What Triggered Bitcoin’s Slide Below $90,000?
Bitcoin extended its steep selloff on Tuesday, plunging to 89,420 dollars during Hong Kong trading hours and wiping out the entirety of its 2025 gains. The move marks Bitcoin’s lowest level since February and comes just six weeks after the asset printed an all-time high above 126,000 dollars. The decline accelerated after BTC failed to reclaim the 93,700-dollar support zone over the weekend. That breakdown pushed the price below its 200-day moving average and triggered a “death cross” between the 50-day and 200-day trendlines — a signal that historically aligns with multi-week weakness when liquidity thins out. That is precisely what traders are seeing now. Spot ETF inflows, which absorbed more than 25 billion dollars earlier in the year, have stalled for nearly two weeks. Concerns around the Trump administration’s tariff agenda and the possibility of stickier inflation have led markets to reassess the odds of further Federal Reserve rate cuts. Corporate treasury buyers who aggressively accumulated Bitcoin during the first half of the year have paused their purchases. Retail sentiment has collapsed as well: the Crypto Fear & Greed Index fell to 11 on Monday, its lowest reading since the 2022 bear market. Social data shows traders shifting attention away from altcoins and back toward Bitcoin dominance, a pattern that often appears during capitulation phases or late-stage drawdowns.
Investor Takeaway
Sentiment has reached “extreme fear,” a level that sometimes precedes short-term relief rallies. But reclaiming major support levels remains the critical test for buyers.
Why Market Liquidity Is Breaking Down
The selloff is being amplified by macro uncertainty and thinning liquidity across risk assets. Traders are increasingly concerned that the Federal Reserve may delay further rate cuts, while the broader equity rally appears to be losing steam. Risk-off behavior has spread across crypto:
- Stablecoins are seeing more inflow than Bitcoin. Some investors are rotating into USDT and other dollar-pegged assets rather than buying BTC dips.
- ETF flows have turned negative.
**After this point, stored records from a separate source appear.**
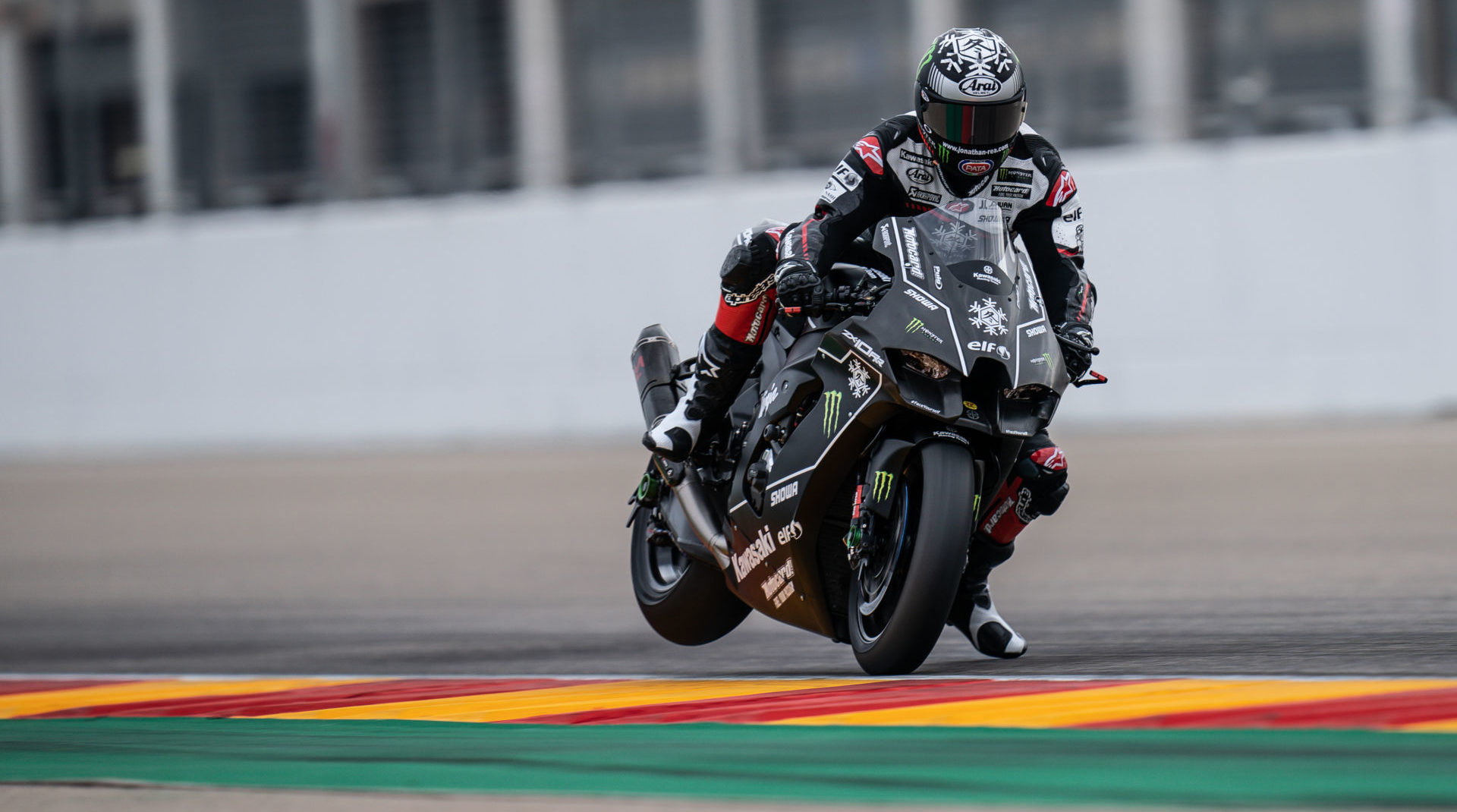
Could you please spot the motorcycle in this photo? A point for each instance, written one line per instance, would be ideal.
(842, 489)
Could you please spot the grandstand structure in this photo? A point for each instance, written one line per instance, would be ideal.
(136, 107)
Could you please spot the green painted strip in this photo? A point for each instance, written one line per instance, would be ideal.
(790, 763)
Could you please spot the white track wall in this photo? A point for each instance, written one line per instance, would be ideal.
(1259, 279)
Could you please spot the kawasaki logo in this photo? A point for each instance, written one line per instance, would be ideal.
(882, 486)
(832, 400)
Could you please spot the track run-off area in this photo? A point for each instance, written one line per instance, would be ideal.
(1317, 557)
(1166, 741)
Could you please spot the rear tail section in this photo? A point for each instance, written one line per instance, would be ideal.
(655, 356)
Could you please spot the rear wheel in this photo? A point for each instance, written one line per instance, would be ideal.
(902, 592)
(682, 598)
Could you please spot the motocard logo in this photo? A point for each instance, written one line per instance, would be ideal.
(1064, 188)
(912, 253)
(1013, 175)
(980, 87)
(869, 150)
(990, 348)
(755, 554)
(924, 196)
(924, 302)
(787, 492)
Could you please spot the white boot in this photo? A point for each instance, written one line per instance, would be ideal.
(675, 435)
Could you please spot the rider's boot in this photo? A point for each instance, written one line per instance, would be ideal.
(974, 612)
(723, 365)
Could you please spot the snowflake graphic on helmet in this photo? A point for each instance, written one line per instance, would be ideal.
(977, 52)
(988, 316)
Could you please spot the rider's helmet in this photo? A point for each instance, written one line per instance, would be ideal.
(969, 102)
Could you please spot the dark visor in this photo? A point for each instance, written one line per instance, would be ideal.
(974, 126)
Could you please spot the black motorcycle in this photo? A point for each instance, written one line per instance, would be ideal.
(842, 489)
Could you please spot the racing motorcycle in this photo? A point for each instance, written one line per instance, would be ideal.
(841, 490)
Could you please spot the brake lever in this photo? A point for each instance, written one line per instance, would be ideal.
(1093, 379)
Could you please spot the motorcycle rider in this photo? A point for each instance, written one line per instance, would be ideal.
(965, 139)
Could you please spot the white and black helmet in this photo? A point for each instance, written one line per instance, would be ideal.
(971, 99)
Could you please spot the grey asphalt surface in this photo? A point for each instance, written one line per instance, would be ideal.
(1282, 550)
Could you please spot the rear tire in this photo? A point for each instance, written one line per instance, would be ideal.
(682, 598)
(899, 600)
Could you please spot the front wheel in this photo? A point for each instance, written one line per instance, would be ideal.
(682, 598)
(902, 592)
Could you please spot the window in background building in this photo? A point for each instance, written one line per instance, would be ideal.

U.S. spot bitcoin ETFs have posted more than 3 billion dollars in net outflows over the past three weeks.
- Liquidity across major exchanges is thinning. Market depth worsened following the U.S. government shutdown, which elevated the Treasury General Account and constrained dollar circulation.
Analysts warn that if Bitcoin cannot reclaim the 93,000-dollar zone soon, the next liquidity pocket sits between 86,000 and 88,000 dollars — an area that could attract volatility if pressure continues. Broad crypto losses reflect the same trend. Ether has dropped nearly 40% from its August peak above 4,955 dollars. Solana, Cosmos-linked assets, and other major altcoins have also posted steep declines.
How Institutional and Corporate Flows Are Shifting
Institutional behavior has added to the downside momentum. According to market participants, some listed companies and funds that piled into Bitcoin during the rally have begun trimming exposure. That selling has contributed to contagion across correlated equities, including mining stocks and accumulation firms such as Strategy (MSTR), Riot Platforms, Mara Holdings, and exchange operator Coinbase. Corporate buyers, who helped push BTC above six figures earlier in the year, have temporarily paused accumulation. Retail investors remain cautious after October’s flash crash triggered 19 billion dollars in leveraged-liquidation cascades. Meanwhile, macro traders continue to monitor the December Federal Reserve meeting. The latest readings show a 57.1% chance that the Fed will not cut rates next month, according to the CME FedWatch Tool. Weak U.S. unemployment data on Thursday could shift expectations again, but for now, the market is preparing for tighter financial conditions.
Investor Takeaway
Macro signals matter more than technical patterns right now. ETF flows, rate expectations, and liquidity shifts are driving price action more than on-chain trends.
Key Levels, Market Risks, and What Comes Next
Below are several critical levels and catalysts that will define near-term direction:
- Support at 85,000–87,000 dollars. A decisive break below this range could open the path to 80,000 and potentially 74,000 dollars, last seen in February.
- Resistance at 90,000 dollars. Regaining this level would help restore confidence after sentiment hit extreme fear levels.
- The Federal Reserve’s December interest rate decision. A more dovish stance could ease selling pressure across crypto and revive ETF inflows.
- Year-end tax-loss harvesting. This could add short-term selling pressure as investors lock in losses or rebalance portfolios.
Despite the ongoing stress, some analysts argue that the magnitude of the sentiment shock could support a short-term bounce if macro conditions stabilize. Others caution that traders should expect continued volatility into year-end, especially if geopolitical headlines or ETF redemption cycles intensify. Overall, Bitcoin’s fall below 90,000 dollars signals more than a technical breakdown — it reflects a broad retreat from risk as liquidity tightens across global markets. Whether the move becomes a deeper correction or a temporary reset will depend heavily on ETF flows, economic data, and upcoming central bank decisions.